Il racconto è affidato dall’autore alla sorella Luisa, psichiatra, la quale osserva con grande turbamento quello spaventevole spaccato di vita meridionale durante una breve sosta del viaggio che la porta ad Aliano, per salutare il fratello da poco confinato: «Dentro quei buchi neri, dalle pareti di terra, vedevo i letti, le misere suppellettili, i cenci stesi. Sul pavimento stavano sdraiati i cani, le pecore, le capre, i maiali».
Ma ciò che più sgomenta la visitatrice arrivata dal profondo Nord è lo spettacolo raccapricciante di una turba innumerevole di bambini segnati vistosamente dalla miseria e dalla malattia. Alcuni appaiono d’improvviso mentre si rincorrono e sbucano da ogni parte, completamente nudi o solo ricoperti di poveri stracci, nel «caldo, in mezzo alle mosche, nella polvere».
Altri, invece, se ne stavano tranquillamente «seduti sull’uscio delle case, nella sporcizia, al sole che scottava, con gli occhi semichiusi e le palpebre rosse e gonfie; e le mosche gli si posavano sugli occhi, e quelli stavano immobili, e non le scacciavano neppure con le mani. Sì le mosche gli passeggiavano sugli occhi, e quelli pareva non le sentissero. Era il tracoma».
La veristica descrizione, delineata con grande maestria nel “Cristo”, induce a immaginare che i materani dei Sassi vivano in una condizione non meno terrificante di quella dei dannati nei diversi gironi dell’Inferno dantesco. Le pagine leviane sono segnate dalla presenza inquietante di un doloroso pezzo di vita reale, che è sintomatica della generale drammatica situazione del Mezzogiorno a 75 anni dall’Unità d’Italia.

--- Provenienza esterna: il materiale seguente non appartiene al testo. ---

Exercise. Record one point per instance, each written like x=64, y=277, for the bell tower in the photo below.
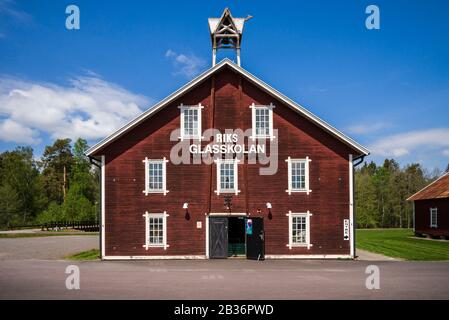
x=226, y=33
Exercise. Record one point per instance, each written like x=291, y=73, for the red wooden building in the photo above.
x=227, y=166
x=431, y=209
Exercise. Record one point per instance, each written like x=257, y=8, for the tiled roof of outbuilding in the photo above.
x=436, y=190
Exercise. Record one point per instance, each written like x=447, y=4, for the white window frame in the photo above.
x=270, y=135
x=306, y=162
x=219, y=190
x=434, y=211
x=183, y=136
x=290, y=216
x=147, y=216
x=163, y=161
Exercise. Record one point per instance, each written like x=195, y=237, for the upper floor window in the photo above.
x=262, y=121
x=298, y=175
x=434, y=217
x=191, y=121
x=155, y=176
x=227, y=176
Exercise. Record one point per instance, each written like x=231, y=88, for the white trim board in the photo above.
x=308, y=256
x=153, y=257
x=226, y=62
x=103, y=205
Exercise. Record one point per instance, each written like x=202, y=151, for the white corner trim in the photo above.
x=290, y=216
x=207, y=235
x=226, y=62
x=164, y=161
x=164, y=216
x=351, y=206
x=306, y=162
x=103, y=205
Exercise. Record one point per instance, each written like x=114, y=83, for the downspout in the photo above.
x=354, y=210
x=96, y=163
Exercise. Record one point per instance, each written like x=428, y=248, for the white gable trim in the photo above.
x=226, y=62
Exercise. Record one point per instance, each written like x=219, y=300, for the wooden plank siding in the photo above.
x=226, y=97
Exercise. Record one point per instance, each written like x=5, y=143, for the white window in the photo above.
x=262, y=121
x=227, y=176
x=191, y=121
x=155, y=230
x=155, y=176
x=299, y=229
x=434, y=217
x=298, y=175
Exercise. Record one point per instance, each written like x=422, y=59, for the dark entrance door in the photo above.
x=255, y=239
x=218, y=238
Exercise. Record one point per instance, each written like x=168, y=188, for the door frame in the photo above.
x=223, y=215
x=263, y=230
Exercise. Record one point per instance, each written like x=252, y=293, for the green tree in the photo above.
x=20, y=180
x=57, y=162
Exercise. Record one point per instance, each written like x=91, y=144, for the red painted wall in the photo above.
x=231, y=95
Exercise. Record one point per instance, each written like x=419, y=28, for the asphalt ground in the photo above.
x=32, y=268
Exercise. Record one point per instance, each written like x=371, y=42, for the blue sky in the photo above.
x=387, y=88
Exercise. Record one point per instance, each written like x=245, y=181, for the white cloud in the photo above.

Non è un caso fortuito che queste pagine molto contribuirono ad accendere e a tenere viva l’attenzione su Matera e sulla questione meridionale negli anni immediatamente successivi alla conclusione della guerra. E non stupisce il fatto che esse offrirono prima un valido supporto alla richiesta di risanamento e conservazione dei Sassi e poi nel 1993 al loro riconoscimento di patrimonio mondiale dell’umanità da parte dell’UNESCO.